Re: Continuous archiving fails routinely with "invalid magic number" error

От
"Kevin Grittner"
Дата:
"Bruce Reed" <breed@dvdplay.com> wrote:

> May 26 08:58:55 ods2-prod postgres[3827]: [1427-1] LOG:  invalid
> magic number 0000 in log file 194, segment 229, offset 10780672

Try copying to a different name or directory on the target volume and
renaming or moving into place.  It sounds as though maybe the copy is
allocating the file at full size and then copying in the contents, and
the recovery process is sometimes picking it up before it's done.
Either that or the file is being corrupted in transit.

-Kevin

Re: Continuous archiving fails routinely with "invalid magic number" error

От
Bruce Reed
Дата:
 I can, though I think I'll tweak the pg_standby parms and see if linking
instead of copying fixes the problem.  pg_standby would be at fault here,
wouldn't it? It seems NFS transport is a common way to manage this, in fact
it's mentioned as a solution on the Continuous Archiving doc page. It's a
fast link with low latency and NFS copy is only slightly slower than local
disk copy.
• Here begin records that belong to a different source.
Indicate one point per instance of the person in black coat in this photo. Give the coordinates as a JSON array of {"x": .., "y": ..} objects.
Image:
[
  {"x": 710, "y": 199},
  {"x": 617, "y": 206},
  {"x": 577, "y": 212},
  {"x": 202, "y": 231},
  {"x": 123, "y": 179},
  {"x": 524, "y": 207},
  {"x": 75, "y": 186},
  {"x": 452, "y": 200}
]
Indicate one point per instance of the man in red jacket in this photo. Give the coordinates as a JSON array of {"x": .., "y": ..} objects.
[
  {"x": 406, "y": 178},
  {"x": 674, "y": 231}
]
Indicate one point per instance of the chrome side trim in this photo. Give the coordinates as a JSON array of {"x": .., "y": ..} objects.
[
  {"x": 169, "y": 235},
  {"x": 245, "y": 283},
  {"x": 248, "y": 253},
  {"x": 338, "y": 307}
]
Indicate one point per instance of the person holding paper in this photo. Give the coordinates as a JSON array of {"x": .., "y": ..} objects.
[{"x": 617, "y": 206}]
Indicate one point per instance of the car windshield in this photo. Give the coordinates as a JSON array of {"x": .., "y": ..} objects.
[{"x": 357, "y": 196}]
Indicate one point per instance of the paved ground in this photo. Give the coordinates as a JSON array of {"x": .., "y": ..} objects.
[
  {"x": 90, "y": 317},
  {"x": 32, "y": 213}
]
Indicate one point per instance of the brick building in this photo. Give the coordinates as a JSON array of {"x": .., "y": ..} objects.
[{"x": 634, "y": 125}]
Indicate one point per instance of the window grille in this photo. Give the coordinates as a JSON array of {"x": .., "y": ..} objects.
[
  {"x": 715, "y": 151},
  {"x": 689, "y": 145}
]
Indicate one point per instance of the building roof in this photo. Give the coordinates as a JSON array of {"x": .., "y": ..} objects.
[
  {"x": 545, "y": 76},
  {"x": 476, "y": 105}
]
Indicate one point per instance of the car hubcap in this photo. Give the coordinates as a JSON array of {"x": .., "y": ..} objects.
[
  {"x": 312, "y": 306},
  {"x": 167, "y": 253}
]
I thought with NFS 3 and synchronous write the remote end can't
put the cart before the horse.

Maybe debug output will turn up something on next failure.

Bruce


On 5/28/09 5:18 PM, "Kevin Grittner" <Kevin.Grittner@wicourts.gov> wrote:

> "Bruce Reed" <breed@dvdplay.com> wrote:
>
>> May 26 08:58:55 ods2-prod postgres[3827]: [1427-1] LOG:  invalid
>> magic number 0000 in log file 194, segment 229, offset 10780672
>
> Try copying to a different name or directory on the target volume and
> renaming or moving into place.  It sounds as though maybe the copy is
> allocating the file at full size and then copying in the contents, and
> the recovery process is sometimes picking it up before it's done.
> Either that or the file is being corrupted in transit.
>
> -Kevin


Re: Continuous archiving fails routinely with "invalid magic number" error

От
Tom Lane
Дата:
"Bruce Reed" <breed@dvdplay.com> writes:
> I am having problems getting continuous archiving to work reliably on my
> Postgres 8.3 system. My primary is running 8.3.1, has archiving turned on
> and writes logs to a NFS mount that lives on the backup server. The warm
> standby is running 8.3.3. Initially things work fine with the primary
> copying logs to the archive directory correctly and the warm standby  in
> recovery mode plays them back okay. At some point the following appears in
> the syslog:

I'm wondering whether you are doing anything to ensure that the copy
operation appears atomic to the standby?  This behavior looks about like
what I'd expect if the standby tried to read a WAL file before it'd been
completely copied.  You might try copying files to some temporary name
that doesn't look like a WAL file name, and then renaming them into
place when the copy is complete.

BTW, I see another issue here:

> May 26 08:59:26 ods2-prod postgres[3827]: [1432-1] LOG:  could not create
> archive status file "pg_xlog/archive_status/00000002.history.ready": No such
> file or directory

Does the archive_status/ subdirectory exist?  If not, create it by hand,
making sure it has the same ownership and permissions as pg_xlog/.
It's fairly easy to forget to recreate this directory when you are
setting up a backup system.  CVS HEAD has some code to recreate it
automatically if it's not there, but that's not in 8.3.

            regards, tom lane